Zweiter Artikel. Christus als Mensch ist vorherbestimmt, Sohn Gottes zu sein.
a) Dieser Satz ist falsch. Denn: I. Das ist ein jeder zur gesetzten Zeit, wozu er vorherbestimmt worden. Ist also der erwähnte Satz richtig, so ist Christus als Mensch Sohn Gottes. II. Was Christo als Menschen zukommt, das kommt allen Menschen zu. Wäre also der genannte Satz richtig, so folgte, daß alle Menschen vorherbestimmt sind, Sohn Gottes zu sein. III. Dies wird von Ewigkeit her vorherbestimmt, was einmal in der Zeit geschehen soll.
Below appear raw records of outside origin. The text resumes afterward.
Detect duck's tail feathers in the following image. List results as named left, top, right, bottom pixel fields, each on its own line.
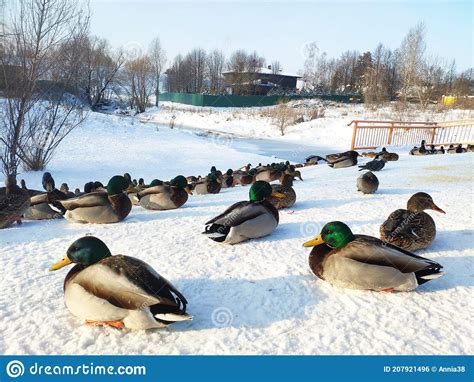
left=203, top=224, right=229, bottom=242
left=48, top=201, right=66, bottom=215
left=154, top=312, right=193, bottom=322
left=415, top=266, right=444, bottom=285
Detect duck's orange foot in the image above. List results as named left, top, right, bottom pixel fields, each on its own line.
left=85, top=320, right=124, bottom=328
left=382, top=288, right=394, bottom=293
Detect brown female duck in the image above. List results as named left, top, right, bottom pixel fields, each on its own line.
left=380, top=192, right=446, bottom=251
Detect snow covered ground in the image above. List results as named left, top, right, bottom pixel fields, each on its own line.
left=0, top=107, right=473, bottom=355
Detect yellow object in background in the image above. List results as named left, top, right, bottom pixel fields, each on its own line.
left=442, top=95, right=457, bottom=106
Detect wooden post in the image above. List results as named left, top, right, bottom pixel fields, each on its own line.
left=387, top=122, right=394, bottom=145
left=430, top=126, right=437, bottom=145
left=350, top=122, right=358, bottom=150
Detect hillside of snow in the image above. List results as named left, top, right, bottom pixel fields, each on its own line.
left=0, top=107, right=472, bottom=355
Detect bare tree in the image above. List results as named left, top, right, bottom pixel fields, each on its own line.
left=416, top=56, right=445, bottom=110
left=226, top=50, right=265, bottom=95
left=149, top=36, right=166, bottom=106
left=80, top=36, right=124, bottom=109
left=123, top=53, right=154, bottom=113
left=271, top=61, right=281, bottom=74
left=207, top=49, right=225, bottom=94
left=398, top=22, right=426, bottom=104
left=0, top=0, right=89, bottom=175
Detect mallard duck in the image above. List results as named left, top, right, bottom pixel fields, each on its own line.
left=305, top=155, right=327, bottom=166
left=60, top=183, right=76, bottom=198
left=303, top=221, right=443, bottom=291
left=361, top=151, right=378, bottom=158
left=434, top=146, right=446, bottom=154
left=24, top=172, right=67, bottom=220
left=380, top=192, right=445, bottom=251
left=467, top=144, right=474, bottom=152
left=326, top=150, right=360, bottom=168
left=135, top=176, right=191, bottom=210
left=51, top=175, right=132, bottom=224
left=49, top=236, right=191, bottom=330
left=358, top=158, right=386, bottom=171
left=409, top=140, right=427, bottom=155
left=203, top=181, right=283, bottom=244
left=0, top=175, right=30, bottom=229
left=376, top=148, right=399, bottom=161
left=254, top=166, right=282, bottom=182
left=267, top=174, right=296, bottom=209
left=233, top=168, right=256, bottom=186
left=221, top=169, right=235, bottom=188
left=193, top=172, right=222, bottom=194
left=357, top=171, right=379, bottom=194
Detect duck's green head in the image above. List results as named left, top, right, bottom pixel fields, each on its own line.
left=226, top=169, right=233, bottom=176
left=149, top=179, right=163, bottom=187
left=303, top=221, right=354, bottom=249
left=106, top=175, right=128, bottom=195
left=170, top=175, right=192, bottom=194
left=49, top=236, right=112, bottom=271
left=249, top=181, right=284, bottom=201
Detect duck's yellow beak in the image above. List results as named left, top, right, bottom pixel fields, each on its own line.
left=49, top=256, right=72, bottom=271
left=184, top=186, right=193, bottom=195
left=303, top=234, right=324, bottom=247
left=271, top=191, right=285, bottom=198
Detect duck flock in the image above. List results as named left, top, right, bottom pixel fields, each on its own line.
left=1, top=140, right=469, bottom=331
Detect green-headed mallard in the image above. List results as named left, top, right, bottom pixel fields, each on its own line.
left=193, top=172, right=222, bottom=195
left=24, top=172, right=67, bottom=220
left=135, top=176, right=191, bottom=210
left=356, top=171, right=379, bottom=194
left=49, top=236, right=191, bottom=330
left=52, top=175, right=132, bottom=224
left=0, top=175, right=30, bottom=229
left=326, top=151, right=360, bottom=168
left=303, top=221, right=443, bottom=291
left=380, top=192, right=445, bottom=251
left=267, top=174, right=296, bottom=209
left=203, top=181, right=283, bottom=244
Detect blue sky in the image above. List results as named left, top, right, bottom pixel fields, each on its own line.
left=90, top=0, right=473, bottom=73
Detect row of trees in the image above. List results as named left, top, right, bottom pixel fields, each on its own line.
left=302, top=23, right=472, bottom=107
left=165, top=49, right=270, bottom=94
left=0, top=0, right=167, bottom=175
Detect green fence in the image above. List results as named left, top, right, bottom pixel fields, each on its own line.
left=160, top=92, right=362, bottom=107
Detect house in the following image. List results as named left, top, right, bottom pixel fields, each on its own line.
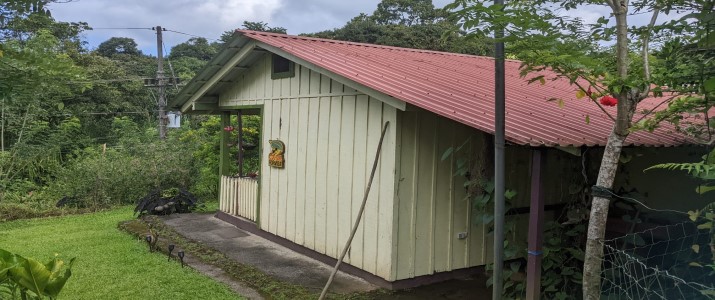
left=169, top=30, right=707, bottom=288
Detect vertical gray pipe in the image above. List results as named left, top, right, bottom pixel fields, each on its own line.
left=493, top=0, right=506, bottom=299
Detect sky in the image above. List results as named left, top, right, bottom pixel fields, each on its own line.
left=47, top=0, right=451, bottom=55
left=47, top=0, right=667, bottom=56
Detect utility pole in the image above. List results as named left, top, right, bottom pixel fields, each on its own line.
left=145, top=26, right=180, bottom=140
left=155, top=25, right=167, bottom=140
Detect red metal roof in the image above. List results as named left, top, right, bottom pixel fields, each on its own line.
left=240, top=30, right=694, bottom=147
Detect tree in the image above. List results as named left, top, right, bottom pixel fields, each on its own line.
left=169, top=37, right=216, bottom=61
left=373, top=0, right=442, bottom=25
left=308, top=0, right=492, bottom=55
left=240, top=21, right=287, bottom=34
left=96, top=37, right=141, bottom=57
left=448, top=0, right=710, bottom=298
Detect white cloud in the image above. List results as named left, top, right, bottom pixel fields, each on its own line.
left=46, top=0, right=686, bottom=56
left=48, top=0, right=283, bottom=55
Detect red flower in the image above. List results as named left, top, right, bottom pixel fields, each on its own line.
left=223, top=126, right=235, bottom=132
left=599, top=95, right=618, bottom=107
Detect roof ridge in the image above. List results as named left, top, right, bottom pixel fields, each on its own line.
left=236, top=29, right=520, bottom=62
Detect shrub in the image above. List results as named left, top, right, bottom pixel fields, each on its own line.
left=0, top=248, right=74, bottom=300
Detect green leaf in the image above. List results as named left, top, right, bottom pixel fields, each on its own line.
left=697, top=222, right=712, bottom=230
left=482, top=214, right=494, bottom=224
left=631, top=235, right=646, bottom=246
left=585, top=115, right=590, bottom=124
left=557, top=98, right=564, bottom=108
left=703, top=77, right=715, bottom=93
left=441, top=147, right=454, bottom=161
left=0, top=249, right=22, bottom=282
left=483, top=181, right=495, bottom=193
left=688, top=210, right=700, bottom=222
left=9, top=257, right=52, bottom=296
left=690, top=262, right=703, bottom=267
left=44, top=258, right=74, bottom=298
left=475, top=194, right=491, bottom=205
left=696, top=185, right=715, bottom=195
left=504, top=189, right=517, bottom=200
left=692, top=244, right=700, bottom=253
left=510, top=262, right=520, bottom=273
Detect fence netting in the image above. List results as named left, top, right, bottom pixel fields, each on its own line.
left=600, top=221, right=715, bottom=299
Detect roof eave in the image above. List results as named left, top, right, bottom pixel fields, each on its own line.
left=169, top=32, right=253, bottom=113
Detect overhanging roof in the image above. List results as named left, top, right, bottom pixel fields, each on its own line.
left=172, top=30, right=697, bottom=147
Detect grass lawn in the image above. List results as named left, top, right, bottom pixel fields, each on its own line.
left=0, top=206, right=242, bottom=300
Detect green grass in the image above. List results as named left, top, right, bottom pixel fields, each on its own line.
left=0, top=206, right=242, bottom=300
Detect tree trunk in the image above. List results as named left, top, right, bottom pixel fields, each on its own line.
left=582, top=2, right=633, bottom=299
left=582, top=132, right=626, bottom=299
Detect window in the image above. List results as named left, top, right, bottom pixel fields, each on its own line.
left=271, top=54, right=294, bottom=79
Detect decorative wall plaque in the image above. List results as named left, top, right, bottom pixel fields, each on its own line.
left=268, top=140, right=285, bottom=168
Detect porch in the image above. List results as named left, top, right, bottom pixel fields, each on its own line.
left=216, top=108, right=262, bottom=223
left=159, top=212, right=490, bottom=298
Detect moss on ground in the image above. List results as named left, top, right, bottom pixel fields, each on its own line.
left=118, top=216, right=394, bottom=300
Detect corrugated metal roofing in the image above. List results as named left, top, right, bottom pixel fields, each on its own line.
left=239, top=30, right=694, bottom=147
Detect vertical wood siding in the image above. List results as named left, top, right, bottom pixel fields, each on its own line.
left=394, top=110, right=548, bottom=280
left=219, top=54, right=397, bottom=280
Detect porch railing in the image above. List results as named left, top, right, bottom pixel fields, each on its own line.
left=219, top=175, right=258, bottom=221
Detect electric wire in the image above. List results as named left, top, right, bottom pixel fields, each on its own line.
left=595, top=186, right=693, bottom=217
left=164, top=29, right=218, bottom=41
left=90, top=27, right=153, bottom=30
left=163, top=41, right=181, bottom=91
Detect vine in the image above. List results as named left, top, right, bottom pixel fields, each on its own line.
left=443, top=140, right=588, bottom=299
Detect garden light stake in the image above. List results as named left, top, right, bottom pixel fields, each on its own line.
left=168, top=244, right=175, bottom=261
left=178, top=250, right=185, bottom=267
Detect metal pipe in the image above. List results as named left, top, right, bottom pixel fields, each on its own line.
left=493, top=0, right=506, bottom=297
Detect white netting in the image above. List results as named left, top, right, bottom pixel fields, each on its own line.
left=600, top=221, right=715, bottom=299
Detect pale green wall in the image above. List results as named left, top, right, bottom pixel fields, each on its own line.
left=219, top=54, right=399, bottom=280
left=392, top=110, right=575, bottom=280
left=216, top=52, right=706, bottom=283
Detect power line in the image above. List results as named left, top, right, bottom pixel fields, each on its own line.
left=163, top=41, right=181, bottom=92
left=90, top=27, right=153, bottom=30
left=164, top=29, right=218, bottom=41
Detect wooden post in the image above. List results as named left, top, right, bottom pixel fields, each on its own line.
left=219, top=112, right=232, bottom=176
left=237, top=110, right=244, bottom=177
left=526, top=149, right=545, bottom=300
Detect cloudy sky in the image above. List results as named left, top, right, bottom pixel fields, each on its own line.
left=47, top=0, right=659, bottom=56
left=47, top=0, right=447, bottom=55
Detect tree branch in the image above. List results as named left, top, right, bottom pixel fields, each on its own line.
left=633, top=94, right=681, bottom=124
left=604, top=0, right=618, bottom=12
left=641, top=7, right=660, bottom=84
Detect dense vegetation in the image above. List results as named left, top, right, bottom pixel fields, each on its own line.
left=0, top=2, right=264, bottom=219
left=0, top=0, right=490, bottom=220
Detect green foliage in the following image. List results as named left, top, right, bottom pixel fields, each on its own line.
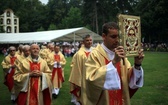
left=0, top=0, right=167, bottom=43
left=59, top=7, right=83, bottom=28
left=134, top=0, right=168, bottom=43
left=48, top=23, right=57, bottom=30
left=37, top=26, right=45, bottom=31
left=47, top=0, right=66, bottom=27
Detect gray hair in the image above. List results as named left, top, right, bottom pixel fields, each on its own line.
left=9, top=46, right=16, bottom=51
left=82, top=34, right=91, bottom=40
left=23, top=45, right=30, bottom=51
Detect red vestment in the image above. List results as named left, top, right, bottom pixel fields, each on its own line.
left=4, top=57, right=17, bottom=91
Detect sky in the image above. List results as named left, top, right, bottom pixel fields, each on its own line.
left=39, top=0, right=48, bottom=4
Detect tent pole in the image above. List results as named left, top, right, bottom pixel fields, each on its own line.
left=73, top=32, right=76, bottom=48
left=92, top=33, right=94, bottom=43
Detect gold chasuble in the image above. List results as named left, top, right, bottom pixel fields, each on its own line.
left=69, top=45, right=93, bottom=104
left=48, top=51, right=66, bottom=89
left=1, top=55, right=17, bottom=91
left=39, top=48, right=50, bottom=60
left=15, top=55, right=26, bottom=68
left=14, top=56, right=52, bottom=105
left=85, top=44, right=138, bottom=105
left=51, top=54, right=64, bottom=88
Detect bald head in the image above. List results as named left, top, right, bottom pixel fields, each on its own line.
left=30, top=44, right=40, bottom=49
left=30, top=44, right=40, bottom=58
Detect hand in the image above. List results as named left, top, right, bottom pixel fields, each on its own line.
left=29, top=70, right=42, bottom=77
left=11, top=64, right=16, bottom=68
left=134, top=49, right=145, bottom=65
left=57, top=62, right=60, bottom=67
left=73, top=84, right=81, bottom=90
left=112, top=46, right=125, bottom=65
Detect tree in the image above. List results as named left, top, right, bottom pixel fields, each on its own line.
left=59, top=7, right=84, bottom=29
left=47, top=0, right=66, bottom=28
left=48, top=23, right=57, bottom=30
left=0, top=0, right=167, bottom=43
left=37, top=26, right=45, bottom=31
left=82, top=0, right=119, bottom=34
left=134, top=0, right=168, bottom=43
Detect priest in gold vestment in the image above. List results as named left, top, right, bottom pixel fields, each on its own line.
left=16, top=44, right=24, bottom=56
left=69, top=34, right=93, bottom=105
left=84, top=22, right=144, bottom=105
left=1, top=46, right=18, bottom=102
left=39, top=43, right=53, bottom=60
left=47, top=44, right=66, bottom=98
left=14, top=44, right=52, bottom=105
left=15, top=45, right=30, bottom=68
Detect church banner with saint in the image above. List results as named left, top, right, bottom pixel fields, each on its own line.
left=118, top=14, right=141, bottom=56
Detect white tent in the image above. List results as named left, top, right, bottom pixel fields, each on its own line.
left=0, top=27, right=102, bottom=43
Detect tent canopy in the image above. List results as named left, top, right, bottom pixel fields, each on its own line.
left=0, top=27, right=102, bottom=43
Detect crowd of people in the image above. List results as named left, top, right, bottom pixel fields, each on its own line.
left=1, top=41, right=167, bottom=58
left=143, top=42, right=168, bottom=52
left=1, top=22, right=145, bottom=105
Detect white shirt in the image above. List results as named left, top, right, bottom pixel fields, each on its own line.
left=84, top=47, right=92, bottom=52
left=101, top=43, right=144, bottom=90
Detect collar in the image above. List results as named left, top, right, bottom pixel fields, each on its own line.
left=101, top=43, right=115, bottom=55
left=101, top=43, right=115, bottom=60
left=30, top=56, right=39, bottom=63
left=84, top=47, right=92, bottom=52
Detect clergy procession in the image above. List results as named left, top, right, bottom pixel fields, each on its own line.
left=1, top=22, right=145, bottom=105
left=1, top=43, right=66, bottom=105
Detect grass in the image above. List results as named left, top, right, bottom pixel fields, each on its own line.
left=0, top=52, right=168, bottom=105
left=128, top=52, right=168, bottom=105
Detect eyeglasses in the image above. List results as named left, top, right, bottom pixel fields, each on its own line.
left=10, top=50, right=16, bottom=52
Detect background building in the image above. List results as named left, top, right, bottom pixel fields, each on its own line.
left=0, top=9, right=19, bottom=33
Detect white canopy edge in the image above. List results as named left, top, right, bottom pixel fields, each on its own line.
left=0, top=27, right=102, bottom=44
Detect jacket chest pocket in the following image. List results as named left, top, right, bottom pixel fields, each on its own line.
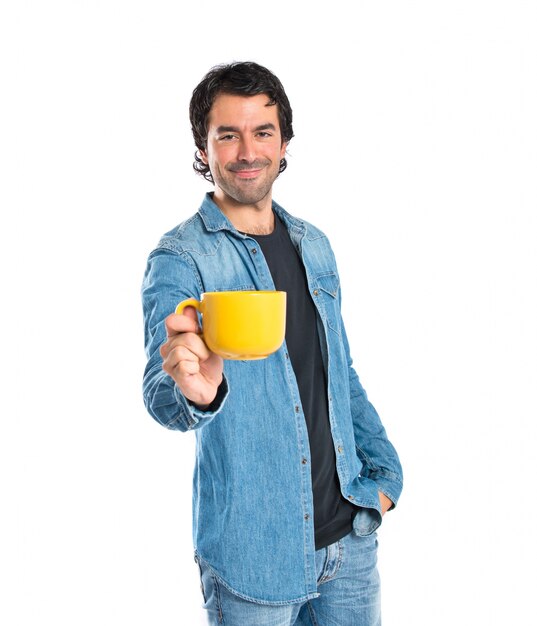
left=313, top=272, right=341, bottom=335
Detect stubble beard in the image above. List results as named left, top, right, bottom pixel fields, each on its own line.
left=214, top=161, right=279, bottom=206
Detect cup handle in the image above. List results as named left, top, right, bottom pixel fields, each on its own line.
left=175, top=298, right=201, bottom=315
left=175, top=298, right=204, bottom=340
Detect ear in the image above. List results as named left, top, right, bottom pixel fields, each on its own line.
left=279, top=141, right=288, bottom=160
left=199, top=148, right=209, bottom=165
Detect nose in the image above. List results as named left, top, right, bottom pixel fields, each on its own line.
left=237, top=135, right=256, bottom=163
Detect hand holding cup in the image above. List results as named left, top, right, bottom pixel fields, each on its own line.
left=160, top=306, right=224, bottom=408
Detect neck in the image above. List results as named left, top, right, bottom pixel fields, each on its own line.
left=211, top=190, right=275, bottom=235
left=241, top=219, right=275, bottom=235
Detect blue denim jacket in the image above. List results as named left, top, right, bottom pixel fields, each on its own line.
left=142, top=193, right=403, bottom=604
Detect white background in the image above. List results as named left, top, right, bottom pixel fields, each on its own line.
left=1, top=1, right=536, bottom=624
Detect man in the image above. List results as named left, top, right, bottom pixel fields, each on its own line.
left=142, top=61, right=403, bottom=625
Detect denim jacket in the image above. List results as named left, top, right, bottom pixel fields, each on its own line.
left=141, top=193, right=403, bottom=604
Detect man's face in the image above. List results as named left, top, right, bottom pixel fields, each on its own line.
left=200, top=93, right=287, bottom=207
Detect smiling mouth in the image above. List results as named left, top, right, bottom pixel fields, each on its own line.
left=233, top=169, right=262, bottom=179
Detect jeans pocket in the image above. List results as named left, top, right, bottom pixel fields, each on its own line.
left=194, top=554, right=207, bottom=604
left=194, top=556, right=225, bottom=624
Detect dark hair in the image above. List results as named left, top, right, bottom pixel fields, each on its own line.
left=189, top=61, right=294, bottom=183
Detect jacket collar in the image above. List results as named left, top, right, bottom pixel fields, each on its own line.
left=198, top=192, right=305, bottom=237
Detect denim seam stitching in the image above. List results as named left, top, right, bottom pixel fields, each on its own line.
left=196, top=554, right=319, bottom=606
left=211, top=571, right=224, bottom=624
left=307, top=600, right=319, bottom=625
left=179, top=251, right=204, bottom=292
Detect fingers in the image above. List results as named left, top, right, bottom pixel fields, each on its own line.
left=160, top=306, right=215, bottom=388
left=161, top=325, right=210, bottom=359
left=162, top=344, right=202, bottom=379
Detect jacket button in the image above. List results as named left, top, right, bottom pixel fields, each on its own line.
left=302, top=458, right=308, bottom=465
left=348, top=495, right=354, bottom=501
left=251, top=248, right=258, bottom=254
left=313, top=289, right=319, bottom=296
left=338, top=446, right=343, bottom=454
left=304, top=513, right=310, bottom=520
left=295, top=405, right=300, bottom=413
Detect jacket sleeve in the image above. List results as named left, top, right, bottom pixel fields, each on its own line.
left=340, top=302, right=403, bottom=509
left=141, top=247, right=229, bottom=431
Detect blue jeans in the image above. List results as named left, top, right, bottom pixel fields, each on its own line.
left=197, top=530, right=381, bottom=625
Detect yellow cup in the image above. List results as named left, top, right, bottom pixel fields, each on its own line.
left=175, top=290, right=287, bottom=360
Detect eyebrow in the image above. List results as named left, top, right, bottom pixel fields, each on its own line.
left=216, top=123, right=277, bottom=134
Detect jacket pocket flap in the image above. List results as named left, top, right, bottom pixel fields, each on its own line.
left=316, top=272, right=340, bottom=298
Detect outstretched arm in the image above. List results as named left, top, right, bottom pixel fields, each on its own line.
left=142, top=248, right=228, bottom=430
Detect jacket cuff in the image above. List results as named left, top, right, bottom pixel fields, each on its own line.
left=173, top=375, right=229, bottom=430
left=374, top=472, right=403, bottom=510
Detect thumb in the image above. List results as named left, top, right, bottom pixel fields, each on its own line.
left=164, top=305, right=200, bottom=337
left=180, top=305, right=201, bottom=330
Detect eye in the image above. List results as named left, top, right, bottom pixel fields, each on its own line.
left=218, top=134, right=238, bottom=141
left=256, top=132, right=272, bottom=138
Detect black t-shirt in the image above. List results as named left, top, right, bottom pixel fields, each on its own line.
left=249, top=214, right=357, bottom=549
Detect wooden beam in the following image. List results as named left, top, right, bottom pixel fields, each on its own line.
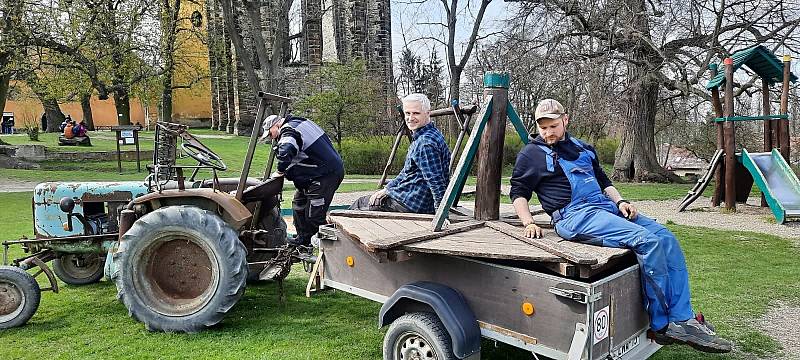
left=780, top=55, right=791, bottom=161
left=506, top=102, right=530, bottom=144
left=476, top=72, right=509, bottom=221
left=710, top=64, right=724, bottom=207
left=484, top=221, right=598, bottom=265
left=432, top=96, right=494, bottom=231
left=723, top=57, right=737, bottom=211
left=365, top=220, right=485, bottom=250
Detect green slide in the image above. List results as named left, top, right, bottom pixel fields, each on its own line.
left=741, top=148, right=800, bottom=224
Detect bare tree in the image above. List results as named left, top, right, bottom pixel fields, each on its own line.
left=506, top=0, right=800, bottom=182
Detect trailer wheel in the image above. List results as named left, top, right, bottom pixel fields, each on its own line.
left=0, top=266, right=41, bottom=329
left=53, top=253, right=105, bottom=285
left=383, top=312, right=457, bottom=360
left=112, top=206, right=247, bottom=333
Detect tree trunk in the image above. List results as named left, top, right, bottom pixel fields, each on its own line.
left=447, top=67, right=462, bottom=140
left=80, top=92, right=94, bottom=130
left=611, top=0, right=679, bottom=183
left=0, top=73, right=10, bottom=118
left=38, top=96, right=65, bottom=133
left=114, top=89, right=132, bottom=126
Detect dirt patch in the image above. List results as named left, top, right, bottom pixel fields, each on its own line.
left=0, top=178, right=40, bottom=192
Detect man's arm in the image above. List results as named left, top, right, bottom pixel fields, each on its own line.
left=603, top=185, right=638, bottom=219
left=417, top=144, right=449, bottom=209
left=275, top=128, right=302, bottom=173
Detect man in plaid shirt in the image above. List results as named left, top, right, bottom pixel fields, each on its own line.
left=350, top=93, right=451, bottom=214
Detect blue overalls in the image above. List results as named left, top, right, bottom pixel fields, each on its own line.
left=541, top=138, right=694, bottom=331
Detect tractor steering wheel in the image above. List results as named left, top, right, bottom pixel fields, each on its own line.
left=181, top=143, right=227, bottom=171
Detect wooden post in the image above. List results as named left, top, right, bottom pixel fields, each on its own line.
left=723, top=57, right=736, bottom=211
left=710, top=64, right=724, bottom=207
left=762, top=78, right=771, bottom=207
left=475, top=72, right=509, bottom=220
left=780, top=55, right=791, bottom=162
Nun ist dieser Satz mehr wahr: „Der Sohn Gottes ist Mensch geworden“ wie der Satz: „Der Mensch ist Sohn Gottes geworden.“ Also ist dieser Satz mehr wahr: „Christus als Sohn Gottes ist vorherbestimmt, Mensch zu sein,“ wie der andere: „Christus als Mensch ist vorherbestimmt, Sohn Gottes zu sein.“ Auf der anderen Seite sagt Augustin (de praed. Sanctor. 15.): „Wir sagen, der Herr der Glorie selber, insofern der Mensch Sohn Gottes geworden ist, sei vorherbestimmt.“
b) Ich antworte; wird die ewige Vorherbestimmung selber erwogen, so ist darin eingeschlossen ein gewisses „vorher“ mit Rücksicht auf das Vorherbestimmte. Wird sie erwogen mit Rücksicht auf die Wirkung in der Zeit, welche Wirkung eine unverdiente Gabe Gottes ist, so ist auch hier hervorzuheben, daß sie nur auf die menschliche Natur in Christo geht. Denn die menschliche Natur war nicht immer mit dem „Worte“ geeinigt; und ihr ist es deshalb durch die Gnade verliehen, daß sie mit dem Sohne Gottes in Person verbunden wurde. Also nur mit Rücksicht auf die menschliche Natur kommt es Christo zu, vorherbestimmt zu sein. Deshalb schreibt Augustin (l. c.): „Vorherbestimmt werden, ist diese so große und so erhabene Erhöhung, daß es nicht möglich ist, sie höher zu erheben.“ Von dem aber sagen wir, es komme jemandem als Menschen zu, was ihm zukommt auf Grund seiner menschlichen Natur. Und deshalb ist der fragliche Satz richtig.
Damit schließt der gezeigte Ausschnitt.